Обри заказал красного вина, чтобы угостить своих соседей, но парни не слишком обрадовались такой щедрости, очевидно, сделав вывод, что незнакомый тип околачивается в кабачке не просто так. Обри почувствовал, что ему не доверяют, что на его вопросы отвечают неохотно, и пустился на все хитрости, в итоге все-таки выяснив главное: Фредди-Уж появился в этом заведении два года назад. Сначала он показывал фокусы со змеями в одиночку, а позднее привлек Яву, бывшую парижскую кокотку. Чем еще занимается Фредди, никто не знал и не интересовался. Его привыкли видеть только здесь и только в ночные часы.
Обри не рискнул продолжать «дознание», к тому же трое его соседей, заподозрив в нем шпиона, вскоре покинули заведение. В зале оставалось человек двадцать: одни оживленно болтали, другие в отупении созерцали стены и потолок, а кое-кто, не рассчитав силы, лежал, уткнувшись пьяной физиономией в столик.

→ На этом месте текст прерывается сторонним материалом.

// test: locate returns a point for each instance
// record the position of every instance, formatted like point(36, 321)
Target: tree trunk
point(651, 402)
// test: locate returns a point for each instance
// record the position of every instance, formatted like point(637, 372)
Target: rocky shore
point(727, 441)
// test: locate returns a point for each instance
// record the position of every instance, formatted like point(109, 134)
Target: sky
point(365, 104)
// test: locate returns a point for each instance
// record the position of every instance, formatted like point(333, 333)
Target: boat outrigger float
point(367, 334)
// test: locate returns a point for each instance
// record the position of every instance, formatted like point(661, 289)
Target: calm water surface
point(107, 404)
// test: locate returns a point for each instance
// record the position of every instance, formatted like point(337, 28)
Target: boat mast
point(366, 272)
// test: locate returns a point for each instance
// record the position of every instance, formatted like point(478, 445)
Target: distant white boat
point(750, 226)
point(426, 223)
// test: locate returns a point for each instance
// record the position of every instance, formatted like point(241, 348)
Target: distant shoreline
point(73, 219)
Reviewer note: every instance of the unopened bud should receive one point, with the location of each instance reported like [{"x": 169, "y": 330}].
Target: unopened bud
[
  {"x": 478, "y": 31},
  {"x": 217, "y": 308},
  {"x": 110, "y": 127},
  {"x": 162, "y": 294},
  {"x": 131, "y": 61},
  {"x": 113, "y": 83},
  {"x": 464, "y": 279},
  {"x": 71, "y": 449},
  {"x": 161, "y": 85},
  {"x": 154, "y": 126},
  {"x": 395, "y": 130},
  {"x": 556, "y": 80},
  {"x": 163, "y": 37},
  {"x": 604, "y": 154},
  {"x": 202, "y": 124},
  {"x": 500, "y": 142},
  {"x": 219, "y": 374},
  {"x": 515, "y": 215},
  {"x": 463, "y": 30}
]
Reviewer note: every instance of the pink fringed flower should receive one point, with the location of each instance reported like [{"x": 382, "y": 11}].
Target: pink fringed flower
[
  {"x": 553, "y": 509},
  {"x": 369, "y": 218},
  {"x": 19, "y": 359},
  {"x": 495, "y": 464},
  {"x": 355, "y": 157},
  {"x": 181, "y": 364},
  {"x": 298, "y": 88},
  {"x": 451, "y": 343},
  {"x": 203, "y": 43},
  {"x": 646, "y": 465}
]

Ява и Фредди-Уж сидели в одном из отдаленных уголков. Он, лениво развалившись, курил одну сигарету за другой и равнодушно рассматривал посетителей. Она, положив голову ему на плечо, что-то томно нашептывала на ухо. Обри видел их сквозь густую завесу дыма, но не мог разобрать ни слова. Ему показалось, что Ява о чем-то просит своего кавалера и его молчание раздражает ее. Она даже встряхнула его за плечо, но тот не пошевелился. Тогда, словно осмелев, она сделала это вторично, причем сильнее. Жан Морейль, или, вернее, Фредди-Уж, медленно повернул к своей напарнице свирепое лицо, процедил короткое ругательство и занес руку. Ява ловко увернулась от удара, моментально присмирела, обвила шею возлюбленного руками и больше не издала ни звука.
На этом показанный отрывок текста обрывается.